Where the instruction decoder meets the memory consistency model
Memory consistency models specify how memory operations can be reordered. This is very important for shared memory programs, and a constant source of pain (or joy) for all kinds of people. Familiarity with memory models is assumed, pointers to more information can be found here.
The topic is pretty complex, so this posts only aims to illustrate what I consider to be a peculiar interaction between a CPU’s instruction decoder and the memory consistency model.
Decoder optimizations
Some instructions can be optimized at decoding time. The simplest example would be xor a2, a1, a1
which inevitably fills register a2
with a 0 value. This might not seem like a very interesting thing to do, but it is actually very important for CPUs without architectural zero registers (such as x86 or ARMv7). More examples can be found in What optimizations you can expect from CPU?.

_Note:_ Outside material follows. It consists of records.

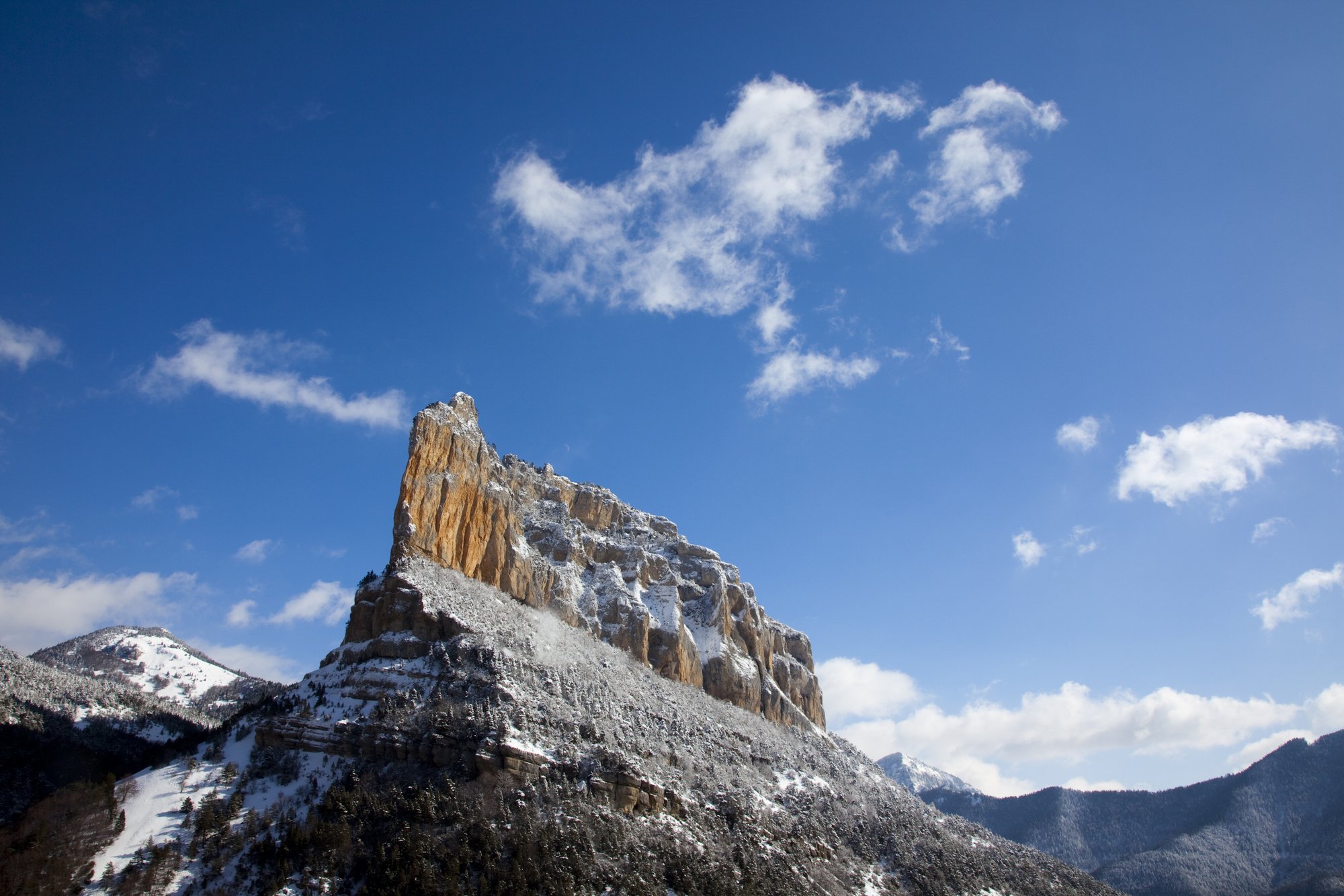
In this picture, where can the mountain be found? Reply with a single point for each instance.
(157, 663)
(919, 777)
(1275, 828)
(110, 702)
(549, 692)
(58, 727)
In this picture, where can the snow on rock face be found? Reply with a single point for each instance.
(597, 564)
(466, 683)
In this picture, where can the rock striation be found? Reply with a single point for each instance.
(597, 564)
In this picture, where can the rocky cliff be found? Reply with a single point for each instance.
(597, 564)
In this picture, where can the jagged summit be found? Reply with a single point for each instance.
(626, 576)
(463, 740)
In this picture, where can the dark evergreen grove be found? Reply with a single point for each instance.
(1275, 828)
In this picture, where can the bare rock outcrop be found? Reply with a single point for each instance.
(597, 564)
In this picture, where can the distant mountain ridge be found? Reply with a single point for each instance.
(159, 664)
(1273, 828)
(549, 691)
(920, 777)
(114, 701)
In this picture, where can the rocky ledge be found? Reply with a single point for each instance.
(579, 551)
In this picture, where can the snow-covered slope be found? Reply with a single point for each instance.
(158, 664)
(498, 748)
(1273, 828)
(920, 777)
(58, 726)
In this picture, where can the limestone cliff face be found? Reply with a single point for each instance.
(596, 562)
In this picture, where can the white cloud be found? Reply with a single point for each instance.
(255, 662)
(1080, 541)
(696, 229)
(1257, 750)
(1080, 437)
(706, 228)
(240, 615)
(794, 371)
(1288, 604)
(1027, 549)
(975, 171)
(1083, 784)
(26, 531)
(1325, 714)
(288, 221)
(1222, 455)
(1327, 710)
(1267, 529)
(149, 500)
(44, 612)
(773, 319)
(326, 601)
(941, 341)
(864, 690)
(1070, 725)
(22, 346)
(245, 367)
(255, 551)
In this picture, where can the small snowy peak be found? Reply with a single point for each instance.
(158, 664)
(919, 777)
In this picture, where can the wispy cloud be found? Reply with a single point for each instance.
(326, 601)
(975, 170)
(941, 341)
(255, 551)
(984, 742)
(241, 613)
(1027, 549)
(1214, 456)
(1080, 539)
(1267, 530)
(34, 529)
(288, 221)
(1080, 436)
(42, 612)
(157, 495)
(794, 371)
(710, 228)
(858, 690)
(255, 662)
(248, 367)
(314, 111)
(1288, 602)
(22, 346)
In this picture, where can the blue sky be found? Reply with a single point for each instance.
(997, 345)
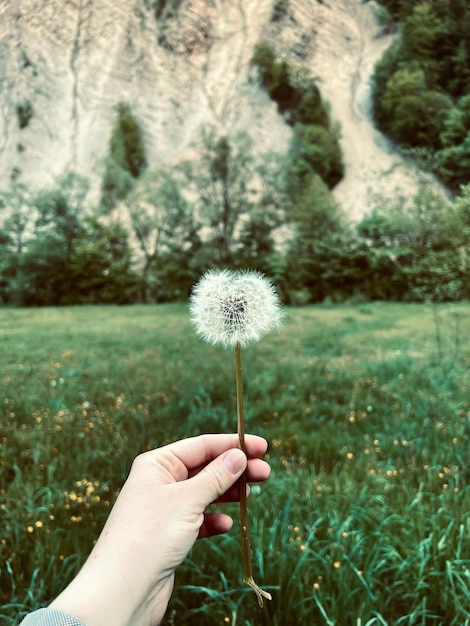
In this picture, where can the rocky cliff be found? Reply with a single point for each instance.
(64, 64)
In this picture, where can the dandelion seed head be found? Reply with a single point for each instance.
(231, 308)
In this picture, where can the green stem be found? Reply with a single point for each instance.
(246, 551)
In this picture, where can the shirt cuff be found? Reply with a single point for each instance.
(50, 617)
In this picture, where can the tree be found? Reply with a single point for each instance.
(314, 149)
(161, 219)
(17, 215)
(61, 210)
(126, 160)
(100, 266)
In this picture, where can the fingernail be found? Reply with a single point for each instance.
(235, 461)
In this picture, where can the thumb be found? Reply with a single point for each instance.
(219, 475)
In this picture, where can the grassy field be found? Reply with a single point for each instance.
(366, 518)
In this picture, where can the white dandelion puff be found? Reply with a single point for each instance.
(231, 308)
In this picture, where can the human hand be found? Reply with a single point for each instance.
(160, 512)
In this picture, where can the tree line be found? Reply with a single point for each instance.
(422, 86)
(233, 208)
(153, 232)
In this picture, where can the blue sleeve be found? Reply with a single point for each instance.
(50, 617)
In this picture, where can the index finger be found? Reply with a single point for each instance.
(195, 452)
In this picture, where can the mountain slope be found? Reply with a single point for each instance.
(69, 63)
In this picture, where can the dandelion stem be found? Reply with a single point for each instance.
(246, 551)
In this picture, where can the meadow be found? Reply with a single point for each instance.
(366, 517)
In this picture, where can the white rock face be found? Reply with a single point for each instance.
(73, 60)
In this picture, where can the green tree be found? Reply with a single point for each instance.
(61, 209)
(17, 217)
(126, 160)
(100, 266)
(162, 222)
(225, 182)
(314, 149)
(323, 259)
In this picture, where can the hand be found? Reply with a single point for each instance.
(128, 578)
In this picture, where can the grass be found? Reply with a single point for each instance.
(366, 519)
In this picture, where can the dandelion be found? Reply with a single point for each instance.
(232, 309)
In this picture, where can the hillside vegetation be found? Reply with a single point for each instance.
(422, 86)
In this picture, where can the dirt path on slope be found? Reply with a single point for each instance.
(348, 44)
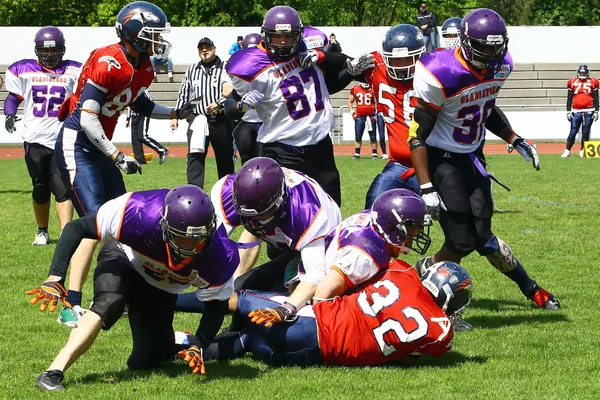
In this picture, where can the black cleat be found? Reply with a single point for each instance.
(51, 381)
(163, 156)
(459, 324)
(542, 298)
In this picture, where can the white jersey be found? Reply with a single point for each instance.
(464, 97)
(296, 108)
(43, 91)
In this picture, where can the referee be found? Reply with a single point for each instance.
(207, 81)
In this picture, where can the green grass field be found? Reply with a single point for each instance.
(516, 351)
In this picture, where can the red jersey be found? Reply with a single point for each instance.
(365, 106)
(389, 317)
(583, 91)
(396, 102)
(108, 69)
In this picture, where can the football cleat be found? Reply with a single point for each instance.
(459, 324)
(51, 381)
(41, 239)
(542, 298)
(70, 316)
(163, 156)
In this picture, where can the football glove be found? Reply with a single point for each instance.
(433, 201)
(49, 292)
(127, 164)
(360, 64)
(309, 58)
(193, 356)
(9, 123)
(250, 100)
(527, 149)
(269, 316)
(187, 109)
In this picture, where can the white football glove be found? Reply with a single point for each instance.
(128, 164)
(528, 150)
(250, 100)
(360, 64)
(433, 201)
(309, 58)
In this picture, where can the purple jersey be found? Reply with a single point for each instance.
(134, 220)
(356, 250)
(307, 214)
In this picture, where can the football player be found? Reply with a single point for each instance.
(43, 84)
(450, 33)
(168, 240)
(457, 90)
(281, 207)
(582, 97)
(113, 77)
(395, 317)
(391, 80)
(363, 114)
(291, 98)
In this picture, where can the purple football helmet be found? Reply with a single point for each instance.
(282, 20)
(258, 187)
(49, 46)
(188, 213)
(483, 38)
(251, 40)
(400, 217)
(450, 285)
(141, 24)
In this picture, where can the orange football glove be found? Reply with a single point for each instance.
(269, 316)
(50, 292)
(193, 356)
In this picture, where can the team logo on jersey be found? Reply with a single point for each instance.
(111, 61)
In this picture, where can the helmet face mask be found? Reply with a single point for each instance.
(188, 220)
(450, 285)
(483, 39)
(450, 33)
(583, 72)
(400, 217)
(282, 31)
(259, 190)
(401, 48)
(49, 46)
(141, 24)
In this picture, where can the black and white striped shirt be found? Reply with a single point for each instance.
(204, 83)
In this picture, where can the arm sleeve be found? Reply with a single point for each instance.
(496, 122)
(92, 99)
(11, 104)
(72, 235)
(143, 105)
(231, 110)
(210, 323)
(569, 99)
(184, 89)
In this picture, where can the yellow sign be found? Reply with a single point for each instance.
(591, 149)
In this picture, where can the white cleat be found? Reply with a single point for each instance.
(41, 239)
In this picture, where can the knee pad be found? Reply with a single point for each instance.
(499, 254)
(41, 193)
(109, 306)
(57, 186)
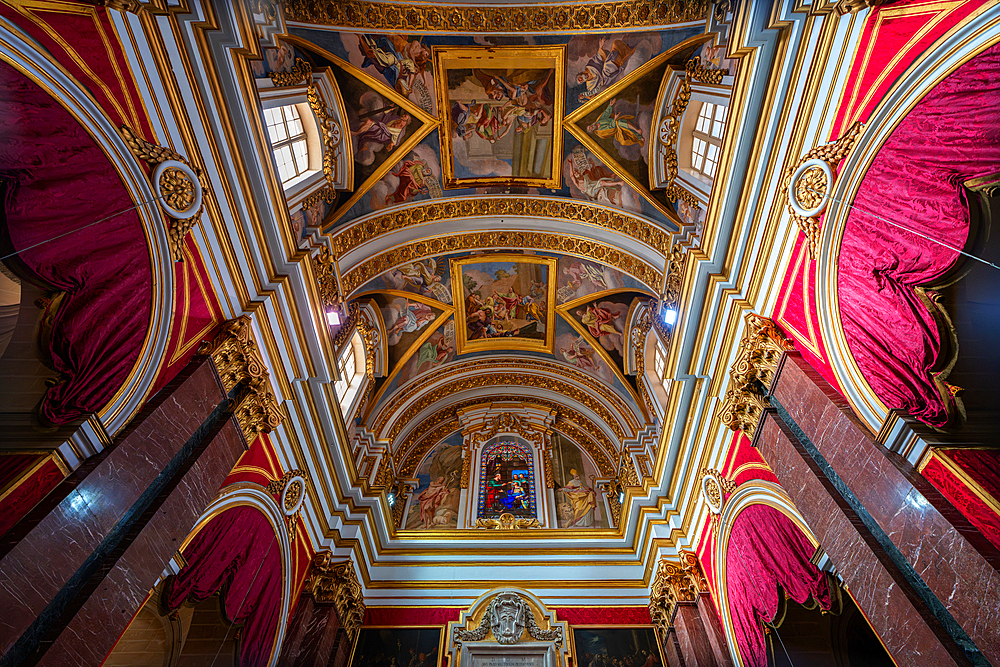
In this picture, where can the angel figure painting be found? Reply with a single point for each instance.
(507, 301)
(501, 110)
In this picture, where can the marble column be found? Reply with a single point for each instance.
(941, 550)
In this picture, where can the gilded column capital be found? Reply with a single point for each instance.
(675, 582)
(760, 350)
(238, 361)
(335, 582)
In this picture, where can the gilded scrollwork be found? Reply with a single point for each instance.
(238, 361)
(600, 252)
(675, 582)
(177, 184)
(608, 16)
(750, 375)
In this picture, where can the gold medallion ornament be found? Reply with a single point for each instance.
(757, 359)
(237, 360)
(809, 182)
(372, 16)
(177, 184)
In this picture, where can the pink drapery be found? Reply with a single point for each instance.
(951, 135)
(55, 179)
(236, 555)
(767, 554)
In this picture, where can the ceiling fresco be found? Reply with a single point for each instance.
(438, 116)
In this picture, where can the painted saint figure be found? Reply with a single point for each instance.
(604, 68)
(618, 126)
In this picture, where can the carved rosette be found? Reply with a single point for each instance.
(507, 521)
(760, 350)
(301, 72)
(507, 617)
(237, 360)
(178, 186)
(332, 581)
(675, 582)
(809, 182)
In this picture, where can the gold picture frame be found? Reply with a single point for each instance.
(511, 110)
(501, 338)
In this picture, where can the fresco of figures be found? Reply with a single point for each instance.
(398, 647)
(434, 503)
(619, 646)
(578, 504)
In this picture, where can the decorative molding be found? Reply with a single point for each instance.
(507, 521)
(237, 360)
(368, 15)
(750, 375)
(301, 72)
(331, 581)
(673, 583)
(507, 617)
(439, 245)
(178, 184)
(809, 182)
(557, 209)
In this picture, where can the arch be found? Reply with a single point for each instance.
(746, 495)
(253, 497)
(941, 60)
(66, 92)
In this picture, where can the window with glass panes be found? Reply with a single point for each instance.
(706, 142)
(288, 140)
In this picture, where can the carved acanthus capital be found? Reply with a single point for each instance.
(238, 361)
(760, 351)
(301, 72)
(675, 582)
(334, 581)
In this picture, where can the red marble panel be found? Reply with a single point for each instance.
(910, 633)
(953, 558)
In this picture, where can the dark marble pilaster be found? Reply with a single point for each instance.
(959, 566)
(910, 632)
(47, 547)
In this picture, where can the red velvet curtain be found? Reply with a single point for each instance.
(56, 179)
(951, 135)
(767, 554)
(238, 555)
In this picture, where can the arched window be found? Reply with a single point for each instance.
(351, 368)
(288, 141)
(706, 141)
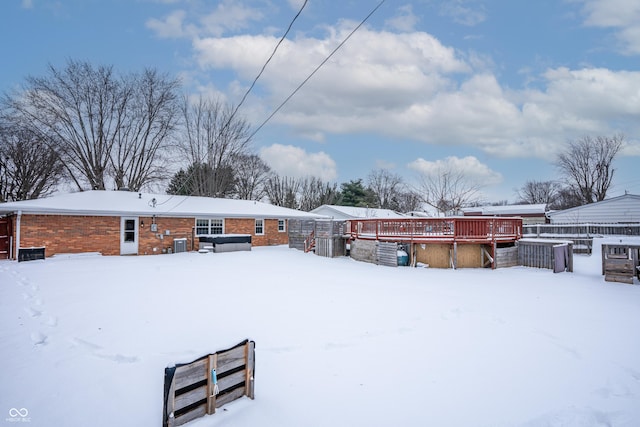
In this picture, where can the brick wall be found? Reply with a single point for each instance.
(77, 234)
(271, 234)
(71, 234)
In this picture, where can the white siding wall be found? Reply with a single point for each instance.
(623, 209)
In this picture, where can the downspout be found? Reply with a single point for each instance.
(18, 217)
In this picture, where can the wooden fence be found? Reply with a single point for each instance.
(380, 253)
(190, 388)
(580, 234)
(620, 262)
(556, 255)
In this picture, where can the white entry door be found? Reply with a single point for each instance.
(129, 236)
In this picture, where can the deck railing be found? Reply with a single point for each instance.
(424, 229)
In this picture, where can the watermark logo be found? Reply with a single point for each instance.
(18, 415)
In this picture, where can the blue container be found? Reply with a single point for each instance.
(403, 258)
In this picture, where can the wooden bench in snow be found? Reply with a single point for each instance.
(225, 242)
(192, 390)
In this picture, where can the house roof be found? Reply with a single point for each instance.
(119, 203)
(511, 210)
(616, 209)
(347, 212)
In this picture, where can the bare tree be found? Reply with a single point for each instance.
(29, 168)
(251, 174)
(213, 136)
(385, 186)
(145, 131)
(448, 190)
(108, 129)
(539, 192)
(283, 191)
(406, 201)
(314, 193)
(79, 110)
(587, 165)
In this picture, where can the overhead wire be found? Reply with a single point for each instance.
(317, 69)
(297, 89)
(244, 97)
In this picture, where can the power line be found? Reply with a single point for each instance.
(229, 120)
(316, 69)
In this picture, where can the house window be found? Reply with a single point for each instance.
(209, 226)
(259, 226)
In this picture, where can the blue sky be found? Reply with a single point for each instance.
(493, 87)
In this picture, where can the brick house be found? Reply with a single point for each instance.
(128, 223)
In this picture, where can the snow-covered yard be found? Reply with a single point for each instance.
(85, 340)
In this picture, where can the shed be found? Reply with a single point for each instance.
(623, 209)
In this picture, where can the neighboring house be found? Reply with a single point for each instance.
(530, 214)
(123, 222)
(622, 209)
(352, 212)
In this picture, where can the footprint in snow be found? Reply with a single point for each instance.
(32, 312)
(98, 351)
(52, 321)
(38, 338)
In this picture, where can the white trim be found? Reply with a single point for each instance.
(261, 226)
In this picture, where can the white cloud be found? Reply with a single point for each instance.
(409, 86)
(404, 21)
(464, 12)
(170, 27)
(228, 16)
(621, 15)
(471, 167)
(288, 160)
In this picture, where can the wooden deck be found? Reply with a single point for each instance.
(479, 230)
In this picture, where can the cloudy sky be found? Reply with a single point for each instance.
(493, 87)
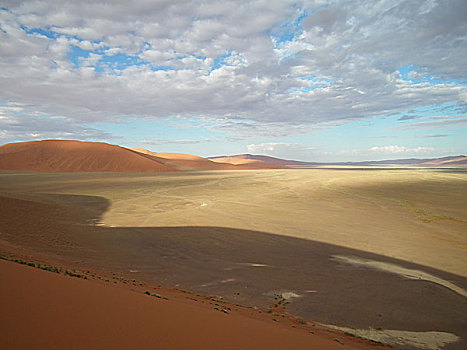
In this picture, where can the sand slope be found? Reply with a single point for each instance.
(75, 156)
(254, 161)
(50, 311)
(184, 161)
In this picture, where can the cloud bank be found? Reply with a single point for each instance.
(277, 66)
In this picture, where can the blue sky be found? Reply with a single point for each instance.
(310, 80)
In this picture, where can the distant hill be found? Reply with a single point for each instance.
(75, 156)
(184, 161)
(250, 158)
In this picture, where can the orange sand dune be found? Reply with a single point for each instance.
(44, 310)
(183, 161)
(242, 160)
(75, 156)
(447, 162)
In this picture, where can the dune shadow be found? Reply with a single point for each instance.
(243, 266)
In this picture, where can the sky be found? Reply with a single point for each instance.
(307, 80)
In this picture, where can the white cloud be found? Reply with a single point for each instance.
(354, 48)
(395, 149)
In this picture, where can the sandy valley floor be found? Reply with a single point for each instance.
(355, 248)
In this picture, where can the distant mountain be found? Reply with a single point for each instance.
(184, 161)
(258, 160)
(249, 158)
(75, 156)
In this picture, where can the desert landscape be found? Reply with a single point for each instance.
(368, 252)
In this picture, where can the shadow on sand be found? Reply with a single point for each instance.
(246, 267)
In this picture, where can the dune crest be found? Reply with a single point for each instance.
(75, 156)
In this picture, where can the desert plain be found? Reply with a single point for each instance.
(373, 252)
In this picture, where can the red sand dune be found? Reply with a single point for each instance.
(75, 156)
(448, 161)
(183, 161)
(44, 310)
(254, 161)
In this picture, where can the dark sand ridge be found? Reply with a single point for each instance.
(243, 266)
(183, 161)
(44, 310)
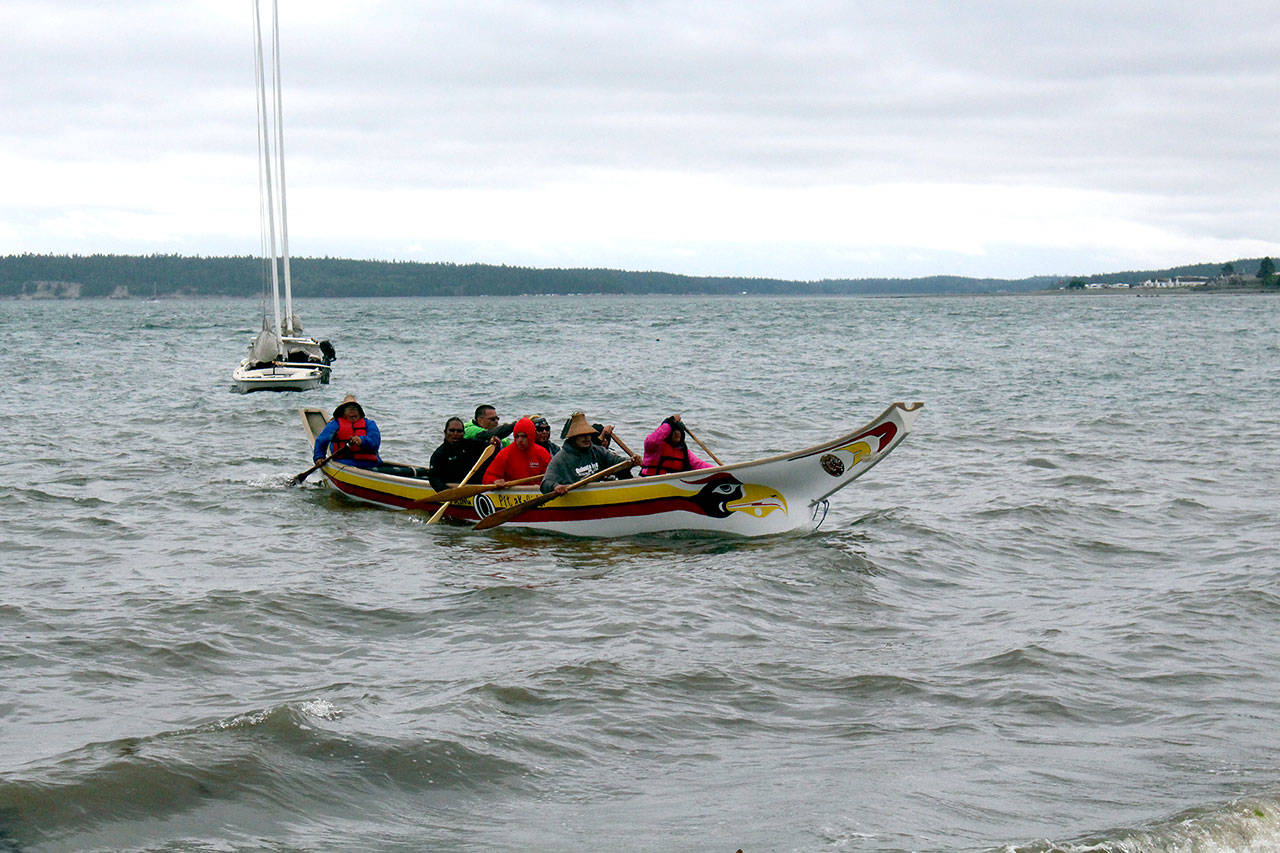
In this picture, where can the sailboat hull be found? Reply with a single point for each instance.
(246, 378)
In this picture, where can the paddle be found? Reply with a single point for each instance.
(625, 448)
(297, 480)
(502, 516)
(485, 454)
(460, 492)
(705, 448)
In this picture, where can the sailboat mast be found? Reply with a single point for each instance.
(268, 197)
(279, 162)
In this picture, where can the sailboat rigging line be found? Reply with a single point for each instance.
(279, 168)
(268, 201)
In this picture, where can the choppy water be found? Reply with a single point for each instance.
(1047, 621)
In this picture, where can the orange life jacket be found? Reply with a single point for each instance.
(347, 430)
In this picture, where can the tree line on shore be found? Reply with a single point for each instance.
(154, 276)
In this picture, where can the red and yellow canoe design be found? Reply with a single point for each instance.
(762, 497)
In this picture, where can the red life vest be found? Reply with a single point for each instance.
(670, 459)
(347, 430)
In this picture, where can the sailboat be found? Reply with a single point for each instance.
(280, 357)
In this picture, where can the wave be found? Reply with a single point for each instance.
(1249, 824)
(286, 760)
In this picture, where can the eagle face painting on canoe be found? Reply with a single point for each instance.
(762, 497)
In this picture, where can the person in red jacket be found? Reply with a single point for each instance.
(520, 459)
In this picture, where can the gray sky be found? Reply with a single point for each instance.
(798, 140)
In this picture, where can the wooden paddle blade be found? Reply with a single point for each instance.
(460, 492)
(297, 480)
(485, 454)
(705, 448)
(502, 516)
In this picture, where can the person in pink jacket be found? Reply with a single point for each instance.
(664, 450)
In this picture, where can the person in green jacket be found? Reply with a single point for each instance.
(485, 425)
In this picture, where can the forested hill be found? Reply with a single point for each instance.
(146, 276)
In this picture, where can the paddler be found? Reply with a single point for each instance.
(580, 457)
(353, 439)
(664, 450)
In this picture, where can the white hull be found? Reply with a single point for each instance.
(246, 379)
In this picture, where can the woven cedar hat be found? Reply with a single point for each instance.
(346, 401)
(577, 425)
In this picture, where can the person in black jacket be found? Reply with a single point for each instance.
(453, 459)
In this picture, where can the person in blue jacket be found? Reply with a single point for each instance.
(353, 439)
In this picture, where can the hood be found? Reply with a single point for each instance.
(526, 427)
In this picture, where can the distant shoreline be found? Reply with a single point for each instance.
(136, 277)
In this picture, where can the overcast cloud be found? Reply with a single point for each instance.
(794, 140)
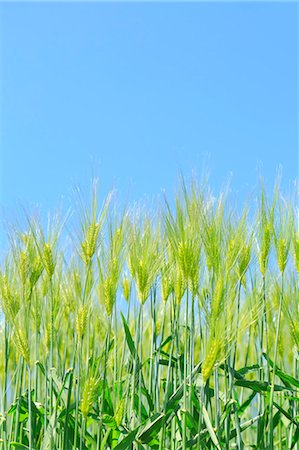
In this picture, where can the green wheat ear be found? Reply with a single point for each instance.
(126, 288)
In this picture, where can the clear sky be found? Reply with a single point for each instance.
(136, 92)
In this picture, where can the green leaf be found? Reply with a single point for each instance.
(247, 402)
(129, 338)
(210, 428)
(288, 380)
(259, 386)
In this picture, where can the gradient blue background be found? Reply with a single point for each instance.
(135, 93)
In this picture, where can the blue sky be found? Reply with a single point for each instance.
(134, 93)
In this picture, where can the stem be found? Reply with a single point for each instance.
(271, 429)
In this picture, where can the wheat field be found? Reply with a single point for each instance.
(128, 329)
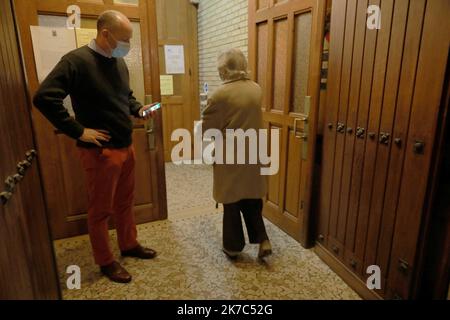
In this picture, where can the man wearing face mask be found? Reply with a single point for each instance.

While reading some Chips and Cheese posts (highly recommended) I noticed a trend on ARM machines reviews:
- Graviton 4 (Neoverse V2)
Neoverse V2 has some move elimination capability, though it’s not as robust as on Intel and AMD’s recent CPUs
- ARM Cortex A73, A72
A73’s renamer covers the basics and doesn’t recognize zeroing idioms like x86 CPUs do
- Qualcomm Oryon
Oryon has move elimination, though it’s not as robust as Intel or AMD’s implementation for chained dependent MOVs. There’s no zeroing idiom recognition for XOR-ing a register with itself, or subtracting a register from itself
- ARM Cortex A57
A57’s renamer doesn’t perform move elimination or break dependencies with zeroing idioms
The simplest explanation for this could be that if you already have a zero register, why would you want to spend extra logic to optimize for “useless” things? This is indeed a good explanation, but perhaps there is more to it. Let’s find out!
Syntactic dependencies
Syntactic dependency is the fancy term to express “data flow”-like dependencies between instructions. Consider the following snippet from RISC-V’s reference manual:
1
2
3
4
ld a1,0(s0)
xor a2,a1,a1
add s1,s1,a2
ld a5,0(s1)
The second load syntactically depends on the first load because its source address depends on the result of the first load. Note that this example is not accidental, and it features an xor
which could be optimized away by the CPU frontend given what we have discussed so far.
Here is the catch: the xor
CAN’T be optimized away (at least naively) because it would make the two loads microarchitecturally independent. The second load wouldn’t have to wait for the first load to complete to determine its address.
Memory models such as RISC-V’s or ARMv8 require a given CPU to respect program order for syntactically dependent operations. This means that the aforementioned optimization is not possible unless there are specific measures in place. If the syntactic dependency is broken the operations are fully independent from the point of view of the microarchitecture; at this point there is nothing we can do to stop the potential reordering (and consistency model violation).
This only applies for relaxed memory models. x86 CPUs are free to do this because they maintain load-load ordering anyway.
In the past, ARM differenciated between “real” and “false” syntactic dependencies (the example above would feature a “false” dependency) in order to allow some optimizations. This stopped being true some years ago. Simplifying ARM Concurrency explains this change in the ARM memory model:
The third change is concerned with the definition of dependencies (read-to-read address and control+isb/isync dependencies3 , and read-to-write address, data, and control dependencies). Historically other architectures, e.g. IBM POWER, have explicitly respected all syntactic dependencies. Previous versions of the ARM architecture text introduced notions of “true” and “false” dependencies, aiming to require processors only to preserve “true” dependencies, to allow optimisations in value computations (such as x AND 0 = 0): […] The revised ARMv8 architecture makes no such distinction.
Conclusion
Memory consistency models are so annoying great that they can actually influence CPU instruction decoding optimizations. Memory models are known to be very confusing, but this particular fact surprised me a lot.
Interestingly, this also provides a very strong argument to having an architectural zero register (ARMv8, RISC-V) (at least if you are targeting a relaxed memory model).